5.2. Distribution and Key Spatial Patterns

In the classic model, there are 76,991 road intersections in Kowloon. If a pilot with great eyesight flew over the entire Kowloon area, he would observe how many crossroads there are. The number of road intersections is 62,577 when the modified model recognizes that the roads are at different levels and only considers real-world intersections, a drop of 18.72% from the initial result. If the TIN edges generated by the new model are ordered from long to short, they still follow the long-tail distribution, as shown in Figure 8.
This work is not an inquiry into whether the area of a natural city conforms to a power-law distribution but to what extent it does. Therefore, this work goes further and uses the least squares fitting method to examine whether the area values of natural cities are consistent with power-law distribution. The least squares fitting method is a mathematical optimisation technique that minimises the total fitting error by minimising the sum of squares of the errors to find the best functional match for the data [39]. Compared to other research that uses the maximum likelihood method to fit the regression function [40], the least squares fitting method is optimal in fitting the sample data, while the maximum likelihood method maximizes the probability that the fitted function fits the sample data [41]. As shown in Figure 9a, the area of the natural city generated by the modified model conforms to the power-law distribution, with a coefficient of determination R2 very close to 1 The modified model does not violate the a priori conclusion that the distribution of units connected by urban road networks is a scale-free phenomenon. The charts for the probability density function, as shown in Figure 9b, and the cumulative distribution function, as shown in Figure 9c, also confirm the existence of power-law distributions in natural cities.

5.3. Typical Area of Natural Cities

There are four large modified natural cities generated after applying layer attributes of road data and head/tail break classification in the algorithm, as shown in Figure 10. Tones move in ascending order of area towards warmer tones in the figure.

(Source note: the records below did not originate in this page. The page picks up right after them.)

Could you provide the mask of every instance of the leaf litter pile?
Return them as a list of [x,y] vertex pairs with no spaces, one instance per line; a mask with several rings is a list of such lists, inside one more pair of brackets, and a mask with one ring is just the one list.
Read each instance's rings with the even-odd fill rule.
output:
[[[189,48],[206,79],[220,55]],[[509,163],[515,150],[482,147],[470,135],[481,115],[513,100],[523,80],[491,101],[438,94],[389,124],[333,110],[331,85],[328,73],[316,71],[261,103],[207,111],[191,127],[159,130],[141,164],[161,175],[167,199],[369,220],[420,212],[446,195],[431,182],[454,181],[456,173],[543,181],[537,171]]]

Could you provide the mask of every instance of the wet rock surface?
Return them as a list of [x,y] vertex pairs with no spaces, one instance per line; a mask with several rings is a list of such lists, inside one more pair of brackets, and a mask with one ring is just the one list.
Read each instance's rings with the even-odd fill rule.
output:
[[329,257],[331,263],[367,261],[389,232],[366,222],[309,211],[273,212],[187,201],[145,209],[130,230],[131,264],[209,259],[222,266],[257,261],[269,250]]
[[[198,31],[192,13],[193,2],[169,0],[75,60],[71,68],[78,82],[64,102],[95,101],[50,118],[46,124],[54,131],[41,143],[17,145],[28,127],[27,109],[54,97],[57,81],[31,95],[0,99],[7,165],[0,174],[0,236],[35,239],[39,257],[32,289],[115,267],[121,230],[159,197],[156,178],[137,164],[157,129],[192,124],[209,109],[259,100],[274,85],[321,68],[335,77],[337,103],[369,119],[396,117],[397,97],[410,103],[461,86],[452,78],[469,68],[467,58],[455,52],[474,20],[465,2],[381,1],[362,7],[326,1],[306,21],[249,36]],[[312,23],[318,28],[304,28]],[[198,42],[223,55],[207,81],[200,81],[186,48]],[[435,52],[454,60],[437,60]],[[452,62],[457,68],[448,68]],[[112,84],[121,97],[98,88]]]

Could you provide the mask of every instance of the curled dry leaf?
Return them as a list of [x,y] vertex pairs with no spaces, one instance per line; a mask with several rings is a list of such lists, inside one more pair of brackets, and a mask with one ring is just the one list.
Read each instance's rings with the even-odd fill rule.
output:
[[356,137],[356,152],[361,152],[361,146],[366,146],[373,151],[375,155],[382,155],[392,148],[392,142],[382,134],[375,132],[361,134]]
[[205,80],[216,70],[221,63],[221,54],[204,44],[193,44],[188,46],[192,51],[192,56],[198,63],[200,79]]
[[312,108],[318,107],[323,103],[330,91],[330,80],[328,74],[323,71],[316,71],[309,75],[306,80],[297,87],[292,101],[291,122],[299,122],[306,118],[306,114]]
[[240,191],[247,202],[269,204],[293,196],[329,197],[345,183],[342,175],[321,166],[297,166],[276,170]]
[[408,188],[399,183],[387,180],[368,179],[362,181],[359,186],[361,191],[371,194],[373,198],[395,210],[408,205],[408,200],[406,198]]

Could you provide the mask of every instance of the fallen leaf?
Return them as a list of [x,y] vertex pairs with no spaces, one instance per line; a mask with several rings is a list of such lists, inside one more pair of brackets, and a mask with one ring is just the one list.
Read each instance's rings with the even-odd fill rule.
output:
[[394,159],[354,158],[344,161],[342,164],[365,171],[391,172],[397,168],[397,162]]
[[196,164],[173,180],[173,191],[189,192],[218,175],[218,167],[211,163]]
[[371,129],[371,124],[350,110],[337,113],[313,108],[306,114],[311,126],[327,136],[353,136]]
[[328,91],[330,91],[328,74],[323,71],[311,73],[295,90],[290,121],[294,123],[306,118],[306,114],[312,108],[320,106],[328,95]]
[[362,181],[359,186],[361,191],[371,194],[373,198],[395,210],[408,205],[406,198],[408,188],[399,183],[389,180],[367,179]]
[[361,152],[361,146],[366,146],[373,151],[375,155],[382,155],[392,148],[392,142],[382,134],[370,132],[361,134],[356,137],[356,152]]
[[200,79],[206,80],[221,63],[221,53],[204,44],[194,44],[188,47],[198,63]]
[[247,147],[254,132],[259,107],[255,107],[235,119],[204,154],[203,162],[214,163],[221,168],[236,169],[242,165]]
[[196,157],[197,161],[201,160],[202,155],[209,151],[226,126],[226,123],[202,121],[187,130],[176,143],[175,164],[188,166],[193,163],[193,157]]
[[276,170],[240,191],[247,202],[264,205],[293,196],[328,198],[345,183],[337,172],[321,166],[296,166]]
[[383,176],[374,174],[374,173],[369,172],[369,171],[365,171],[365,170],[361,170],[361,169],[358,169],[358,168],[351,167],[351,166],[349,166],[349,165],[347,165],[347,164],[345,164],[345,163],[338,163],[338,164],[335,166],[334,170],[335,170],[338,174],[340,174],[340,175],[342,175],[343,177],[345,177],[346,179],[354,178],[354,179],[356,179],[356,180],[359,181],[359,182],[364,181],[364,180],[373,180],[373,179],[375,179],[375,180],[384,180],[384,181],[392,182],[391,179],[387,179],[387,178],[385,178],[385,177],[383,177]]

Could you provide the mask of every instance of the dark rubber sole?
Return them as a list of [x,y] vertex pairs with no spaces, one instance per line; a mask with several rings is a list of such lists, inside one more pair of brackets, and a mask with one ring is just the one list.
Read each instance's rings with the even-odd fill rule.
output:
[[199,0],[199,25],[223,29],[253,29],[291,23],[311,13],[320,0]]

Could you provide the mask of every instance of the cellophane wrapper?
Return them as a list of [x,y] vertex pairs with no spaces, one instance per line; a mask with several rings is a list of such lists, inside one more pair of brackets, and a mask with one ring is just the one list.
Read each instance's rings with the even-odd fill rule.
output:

They are located in Wong Tai Sin, Kwun Tong, Whampoa, and Tsim Sha Tsui, respectively.
One of Hong Kong’s most prominent temples, as well as numerous high-rise buildings and houses, can be found in the Wong Tai Sin district, which combines the hustle and bustle of the city with the tranquillity of religion. The government has also constructed a huge number of public housing estates in the region; thus, there are many people there, as well as numerous supporting commercial facilities and activities organized by the residents themselves. Many of the roads in the region are narrow, and their capacity is not equivalent to that of main roads, but they are abundant and very handy for inhabitants to travel on foot or for private cars to drive and stop.
During the industrial boom years, a dense network of highways was created to accommodate the large volume of traffic, as well as a large number of public housing estates and residential structures to offer houses for industrial workers in the Kwun Tong region. Following the transformation of Hong Kong’s economic system, demand for industrial output fell, and the use of landmark buildings began to shift to tertiary supporting roles such as offices and shopping malls, so the population number did not decrease as a result of the loss of industry. Despite the great density of roads in the Kwun Tong area, there are insufficient capabilities, and traffic congestion is widespread today.
Whampoa is the name of a Kowloon common district, not an administrative district. The Whampoa region was once the site of the same-named dockyard, and after the dockyard closed, residential and commercial facilities began to be erected on the site. Whampoa’s flat geography permitted an orthogonal road layout based on Euclidean geometry. The natural city site does not encompass the entirety of Whampoa, but it does include a significant residential community and a public recreational space by Victoria Harbour.
The name Tsim Sha Tsui is derived from the sharp-shaped sandbar at the eastern edge of the Pearl River Delta. Tsim Sha Tsui was the first transport centre in Kowloon after the advent of rail travel in 1910, with one main road and a cluster of lower-level roads running through the region. The area is home to a variety of high-end shopping establishments that draw a steady stream of tourists, as well as numerous high-end hotels. Because of its extensive history, the district is also home to many of Hong Kong’s museums and cultural exhibitions.
All four of the larger regions are certainly hotspots in Kowloon, and the model’s results are quite close to reality. Each of these four regions has a well-developed, convenient, and easily accessible road network, as shown in Table 1, and there is sufficient popularity to use these road networks, as shown in Figure 11. Moreover, rather than simply having a number of passers-by crossing these zones via the road network, the nodes of human activity are also within four regions. The structural beauties of the four regions can be explored further based on the method employed to construct the living structures, and there are quite a few sub-structures among them, both in terms of topology and community function.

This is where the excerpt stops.